By Modupe Gbadeyanka

Zenith Bank Plc has joined other global corporations to commemorate the 2026 World Environment Day with a two-phase environmental clean-up initiative in Lagos State.

The financial institution participated in the commemoration under the global theme Inspired by Nature. For Climate. For Our Future through a two-day event.

In the first phase, which was a morning clean-up conducted by staff of the Bank on Wednesday, 3 June 2026, along Ajose Adeogun Street, Victoria Island, Lagos, employees of the lender cleared waste, sensitised residents on proper disposal practices, and reinforced the bank’s culture of community service and environmental stewardship.

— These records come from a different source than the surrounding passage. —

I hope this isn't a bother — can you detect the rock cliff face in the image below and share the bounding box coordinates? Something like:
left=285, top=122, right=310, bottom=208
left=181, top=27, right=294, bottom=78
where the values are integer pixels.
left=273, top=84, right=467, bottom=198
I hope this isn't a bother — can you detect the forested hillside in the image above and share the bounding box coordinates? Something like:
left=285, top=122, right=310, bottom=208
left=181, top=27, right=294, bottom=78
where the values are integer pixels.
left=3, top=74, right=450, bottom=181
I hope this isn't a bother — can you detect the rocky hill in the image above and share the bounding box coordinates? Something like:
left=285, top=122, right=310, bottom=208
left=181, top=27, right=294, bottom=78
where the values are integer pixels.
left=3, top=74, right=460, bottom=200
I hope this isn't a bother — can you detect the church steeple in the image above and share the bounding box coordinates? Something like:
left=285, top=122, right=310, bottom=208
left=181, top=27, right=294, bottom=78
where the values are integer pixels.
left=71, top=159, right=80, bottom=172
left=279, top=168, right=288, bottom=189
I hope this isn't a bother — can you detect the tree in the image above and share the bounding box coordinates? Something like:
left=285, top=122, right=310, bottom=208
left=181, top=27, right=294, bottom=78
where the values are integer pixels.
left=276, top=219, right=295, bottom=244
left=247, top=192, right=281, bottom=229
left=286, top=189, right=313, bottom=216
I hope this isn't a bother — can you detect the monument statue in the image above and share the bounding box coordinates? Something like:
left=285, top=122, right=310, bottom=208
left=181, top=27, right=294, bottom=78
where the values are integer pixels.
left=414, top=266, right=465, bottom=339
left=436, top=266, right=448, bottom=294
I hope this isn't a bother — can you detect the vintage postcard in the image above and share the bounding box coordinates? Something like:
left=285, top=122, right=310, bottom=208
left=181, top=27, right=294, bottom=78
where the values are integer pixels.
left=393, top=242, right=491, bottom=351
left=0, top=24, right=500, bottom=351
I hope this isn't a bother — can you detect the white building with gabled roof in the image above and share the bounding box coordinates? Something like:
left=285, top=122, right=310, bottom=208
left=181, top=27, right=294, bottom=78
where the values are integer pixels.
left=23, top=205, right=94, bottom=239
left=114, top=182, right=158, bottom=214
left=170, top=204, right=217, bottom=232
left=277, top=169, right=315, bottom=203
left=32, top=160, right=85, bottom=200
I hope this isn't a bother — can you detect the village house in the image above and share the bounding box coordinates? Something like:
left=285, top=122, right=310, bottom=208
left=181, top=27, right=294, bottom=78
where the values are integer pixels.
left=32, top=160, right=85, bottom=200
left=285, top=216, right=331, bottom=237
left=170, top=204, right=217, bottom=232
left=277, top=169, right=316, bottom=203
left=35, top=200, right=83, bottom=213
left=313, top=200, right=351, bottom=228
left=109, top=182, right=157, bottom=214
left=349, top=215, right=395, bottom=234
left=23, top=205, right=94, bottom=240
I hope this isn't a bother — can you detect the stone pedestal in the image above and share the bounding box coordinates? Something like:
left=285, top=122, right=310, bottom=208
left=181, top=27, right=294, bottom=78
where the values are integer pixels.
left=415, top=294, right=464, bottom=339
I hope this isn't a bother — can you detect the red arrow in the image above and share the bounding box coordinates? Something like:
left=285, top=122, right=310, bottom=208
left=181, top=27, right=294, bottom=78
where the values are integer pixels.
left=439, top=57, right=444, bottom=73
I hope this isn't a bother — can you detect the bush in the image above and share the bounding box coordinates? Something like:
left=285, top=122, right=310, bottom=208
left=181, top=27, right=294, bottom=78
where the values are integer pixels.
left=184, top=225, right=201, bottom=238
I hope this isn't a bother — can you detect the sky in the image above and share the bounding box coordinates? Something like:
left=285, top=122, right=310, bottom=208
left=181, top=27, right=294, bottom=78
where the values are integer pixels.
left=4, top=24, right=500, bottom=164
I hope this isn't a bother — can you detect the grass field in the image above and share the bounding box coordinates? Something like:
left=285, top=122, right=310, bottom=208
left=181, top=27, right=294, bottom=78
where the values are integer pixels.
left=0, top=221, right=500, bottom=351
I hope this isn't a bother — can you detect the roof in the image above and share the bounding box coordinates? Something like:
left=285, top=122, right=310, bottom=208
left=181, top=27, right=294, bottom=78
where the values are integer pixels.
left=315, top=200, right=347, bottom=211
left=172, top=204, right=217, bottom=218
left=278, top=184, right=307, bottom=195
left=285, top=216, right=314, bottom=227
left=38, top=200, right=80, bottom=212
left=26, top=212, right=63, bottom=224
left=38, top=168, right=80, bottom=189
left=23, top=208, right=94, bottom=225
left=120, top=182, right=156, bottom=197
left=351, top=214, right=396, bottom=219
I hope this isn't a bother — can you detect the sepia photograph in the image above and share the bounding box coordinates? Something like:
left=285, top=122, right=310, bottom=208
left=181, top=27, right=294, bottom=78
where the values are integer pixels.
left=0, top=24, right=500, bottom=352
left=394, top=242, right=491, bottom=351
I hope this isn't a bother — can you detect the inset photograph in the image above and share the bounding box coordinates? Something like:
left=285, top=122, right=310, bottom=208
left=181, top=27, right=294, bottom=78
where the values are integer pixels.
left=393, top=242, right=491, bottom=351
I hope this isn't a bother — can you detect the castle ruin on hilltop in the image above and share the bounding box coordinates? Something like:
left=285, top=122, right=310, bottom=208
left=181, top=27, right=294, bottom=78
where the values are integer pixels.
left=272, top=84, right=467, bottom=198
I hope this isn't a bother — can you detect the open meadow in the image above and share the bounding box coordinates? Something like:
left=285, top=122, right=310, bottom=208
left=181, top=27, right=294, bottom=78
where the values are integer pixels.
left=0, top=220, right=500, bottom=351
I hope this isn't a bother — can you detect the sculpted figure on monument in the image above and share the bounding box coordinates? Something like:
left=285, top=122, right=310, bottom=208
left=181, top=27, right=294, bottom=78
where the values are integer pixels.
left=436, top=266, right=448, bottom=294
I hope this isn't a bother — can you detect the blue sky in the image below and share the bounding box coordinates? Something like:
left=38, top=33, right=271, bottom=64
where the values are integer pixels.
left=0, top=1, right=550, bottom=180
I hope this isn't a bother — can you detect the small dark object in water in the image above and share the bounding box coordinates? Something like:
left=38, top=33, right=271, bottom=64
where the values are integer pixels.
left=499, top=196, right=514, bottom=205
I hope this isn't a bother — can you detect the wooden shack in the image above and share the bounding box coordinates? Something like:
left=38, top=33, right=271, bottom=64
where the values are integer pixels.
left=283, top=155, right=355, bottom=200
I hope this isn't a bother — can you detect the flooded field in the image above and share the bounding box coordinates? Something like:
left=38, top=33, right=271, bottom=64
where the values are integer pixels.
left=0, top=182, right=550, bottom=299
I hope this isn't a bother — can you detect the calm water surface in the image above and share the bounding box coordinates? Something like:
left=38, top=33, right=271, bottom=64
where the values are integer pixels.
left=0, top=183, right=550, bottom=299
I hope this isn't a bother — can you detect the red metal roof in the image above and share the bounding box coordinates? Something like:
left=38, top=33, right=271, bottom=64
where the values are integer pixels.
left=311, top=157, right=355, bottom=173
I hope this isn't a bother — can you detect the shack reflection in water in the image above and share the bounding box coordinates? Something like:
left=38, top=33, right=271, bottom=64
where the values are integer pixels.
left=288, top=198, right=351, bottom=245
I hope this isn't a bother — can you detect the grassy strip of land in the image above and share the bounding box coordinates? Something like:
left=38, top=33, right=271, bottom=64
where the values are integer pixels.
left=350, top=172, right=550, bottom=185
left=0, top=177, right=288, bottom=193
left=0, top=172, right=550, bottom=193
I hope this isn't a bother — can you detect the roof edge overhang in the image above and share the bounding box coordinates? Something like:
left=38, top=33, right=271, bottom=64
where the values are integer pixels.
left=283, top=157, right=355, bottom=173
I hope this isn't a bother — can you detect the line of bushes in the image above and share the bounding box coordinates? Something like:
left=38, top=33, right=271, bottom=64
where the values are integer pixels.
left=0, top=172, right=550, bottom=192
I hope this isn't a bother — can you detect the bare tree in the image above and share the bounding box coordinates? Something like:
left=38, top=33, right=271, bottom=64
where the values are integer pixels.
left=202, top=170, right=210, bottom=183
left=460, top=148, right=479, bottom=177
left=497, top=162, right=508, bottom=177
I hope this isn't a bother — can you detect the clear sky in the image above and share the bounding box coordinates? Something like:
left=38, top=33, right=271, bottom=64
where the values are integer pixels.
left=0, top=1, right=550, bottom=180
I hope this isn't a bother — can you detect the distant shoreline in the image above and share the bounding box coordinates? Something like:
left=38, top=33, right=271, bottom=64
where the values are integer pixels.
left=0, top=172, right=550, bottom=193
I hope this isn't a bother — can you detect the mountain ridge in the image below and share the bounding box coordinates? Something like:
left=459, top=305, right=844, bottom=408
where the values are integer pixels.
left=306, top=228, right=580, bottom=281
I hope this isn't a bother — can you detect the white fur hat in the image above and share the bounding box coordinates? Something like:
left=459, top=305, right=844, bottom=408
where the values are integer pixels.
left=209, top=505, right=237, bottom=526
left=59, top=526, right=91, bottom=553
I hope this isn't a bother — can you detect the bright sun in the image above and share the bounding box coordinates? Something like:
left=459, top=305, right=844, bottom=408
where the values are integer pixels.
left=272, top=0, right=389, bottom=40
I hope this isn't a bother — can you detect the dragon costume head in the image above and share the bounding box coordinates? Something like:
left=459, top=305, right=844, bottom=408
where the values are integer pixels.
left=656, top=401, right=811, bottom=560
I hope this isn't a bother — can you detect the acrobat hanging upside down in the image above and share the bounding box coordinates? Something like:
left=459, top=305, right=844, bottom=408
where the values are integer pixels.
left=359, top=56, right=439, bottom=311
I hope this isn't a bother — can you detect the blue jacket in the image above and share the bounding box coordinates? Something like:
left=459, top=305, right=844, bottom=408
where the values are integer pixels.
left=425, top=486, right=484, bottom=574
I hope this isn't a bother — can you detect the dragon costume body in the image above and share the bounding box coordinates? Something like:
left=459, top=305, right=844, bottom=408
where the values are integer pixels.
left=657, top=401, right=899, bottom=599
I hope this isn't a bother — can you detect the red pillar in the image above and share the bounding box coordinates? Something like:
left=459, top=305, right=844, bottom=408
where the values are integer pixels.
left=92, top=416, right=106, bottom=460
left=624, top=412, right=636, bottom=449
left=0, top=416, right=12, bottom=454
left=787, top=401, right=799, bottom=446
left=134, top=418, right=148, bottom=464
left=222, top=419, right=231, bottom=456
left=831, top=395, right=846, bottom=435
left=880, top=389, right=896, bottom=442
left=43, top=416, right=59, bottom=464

The second day, participants engaged in a waterways clean-up at the Falomo Waterways, Ikoyi, Lagos. This was in collaboration with the Lagos Waste Management Authority (LAWMA) and the Lagos State Waterways Authority (LASWA). The joint effort focused on removing marine debris, promoting cleaner waterways, and supporting the state’s broader climate-resilience agenda.

“At Zenith Bank, sustainability is integral to how we operate. Clearing our streets and our waterways is a practical reminder that protecting the environment is a shared responsibility – and one we are proud to take up alongside LAWMA and LASWA.

“Through these exercises, we are taking deliberate action to preserve our communities, support climate action, and inspire others to act. Our operations will continue to align with global environmental standards as we build a more sustainable future for Nigeria and Africa,” the chief executive of Zenith Bank, Ms Adaora Umeoji, stated.

Zenith Bank says it remains committed to embedding Environmental, Social and Governance (ESG) principles across its operations, investing in green initiatives, energy efficiency, and community-focused programmes, in line with its commitment to environmental sustainability and responsible business practices.

These efforts advance the United Nations Sustainable Development Goals – particularly SDG 7 (Affordable and Clean Energy), SDG 11 (Sustainable Cities and Communities) and SDG 13 (Climate Action). Sustainability remains an operational imperative across the Bank’s Nigerian base and its broader African, UK and European footprints.